La domanda sorge spontanea: chi controlla i controllori? Si può dire che il sistema di Polizia segreta sia in qualche modo talmente radicato nella struttura sociale della Corea del Nord – e nella mentalità degli stessi cittadini – da non permettere più la distinzione tra chi spia e chi viene spiato?
Le reti informative che riportano informazioni sulla popolazione della Corea del Nord sono onnipresenti. Si ritiene generalmente che in caso di un raduno di più di un paio di persone, vi sia una buona probabilità che almeno una delle persone presenti riferisca la conversazione alle autorità. Per questo motivo, i nordcoreani sono molto cauti rispetto al proprio interlocutore e all’argomento della conversazione.

Quali cambiamenti si sono verificati nell’SSD rispetto al passato? La leadership di Kim Jong-un ha portato a qualche cambiamento nella struttura dell’SSD?
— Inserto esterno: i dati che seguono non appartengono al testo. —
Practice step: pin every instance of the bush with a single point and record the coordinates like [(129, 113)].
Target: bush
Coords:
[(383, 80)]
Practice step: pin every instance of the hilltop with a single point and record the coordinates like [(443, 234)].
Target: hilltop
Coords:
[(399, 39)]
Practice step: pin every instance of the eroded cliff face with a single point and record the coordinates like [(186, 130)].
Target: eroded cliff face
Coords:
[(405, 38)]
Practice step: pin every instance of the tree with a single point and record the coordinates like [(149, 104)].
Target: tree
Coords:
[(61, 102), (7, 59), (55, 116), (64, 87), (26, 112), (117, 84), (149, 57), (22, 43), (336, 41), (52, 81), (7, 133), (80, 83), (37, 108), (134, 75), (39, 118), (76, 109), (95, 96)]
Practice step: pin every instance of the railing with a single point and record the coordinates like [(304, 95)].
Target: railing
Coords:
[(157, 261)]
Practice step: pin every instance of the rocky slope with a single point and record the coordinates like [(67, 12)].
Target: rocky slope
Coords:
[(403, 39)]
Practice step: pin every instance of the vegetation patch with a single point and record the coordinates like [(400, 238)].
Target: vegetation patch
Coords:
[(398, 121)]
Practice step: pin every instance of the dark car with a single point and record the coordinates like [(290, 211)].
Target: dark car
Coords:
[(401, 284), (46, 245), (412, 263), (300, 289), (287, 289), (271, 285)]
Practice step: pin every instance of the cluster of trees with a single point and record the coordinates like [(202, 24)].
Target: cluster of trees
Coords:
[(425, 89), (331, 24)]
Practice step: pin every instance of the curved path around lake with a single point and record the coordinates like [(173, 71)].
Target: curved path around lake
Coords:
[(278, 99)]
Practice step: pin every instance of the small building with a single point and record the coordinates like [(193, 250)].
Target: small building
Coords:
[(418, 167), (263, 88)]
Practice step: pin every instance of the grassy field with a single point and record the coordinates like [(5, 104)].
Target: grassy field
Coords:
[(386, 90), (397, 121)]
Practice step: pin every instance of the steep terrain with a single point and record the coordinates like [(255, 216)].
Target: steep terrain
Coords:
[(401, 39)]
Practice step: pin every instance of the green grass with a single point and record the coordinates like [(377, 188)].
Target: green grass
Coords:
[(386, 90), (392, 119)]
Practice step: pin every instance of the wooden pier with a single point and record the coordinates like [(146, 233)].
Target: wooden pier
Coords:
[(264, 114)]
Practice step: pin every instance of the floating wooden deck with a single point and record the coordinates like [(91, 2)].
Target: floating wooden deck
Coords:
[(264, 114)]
La struttura dell’SSD è in evoluzione. Alcuni nuovi uffici sono stati creati e altri sono stati fusi dalla fine del periodo del governo di Kim Jong-il. La natura esatta di queste modifiche strutturali non è chiara. Il principale cambiamento che si è verificato sotto Kim Jong-un è stato l’epurazione di Jang Song-taek e l’eliminazione del Dipartimento dell’amministrazione del KWP, che aveva la supervisione dell’SSD (o MSS). L’SSD ora fa riferimento direttamente a Kim Jong-un, nel suo ruolo di primo Presidente della Commissione di Difesa Nazionale.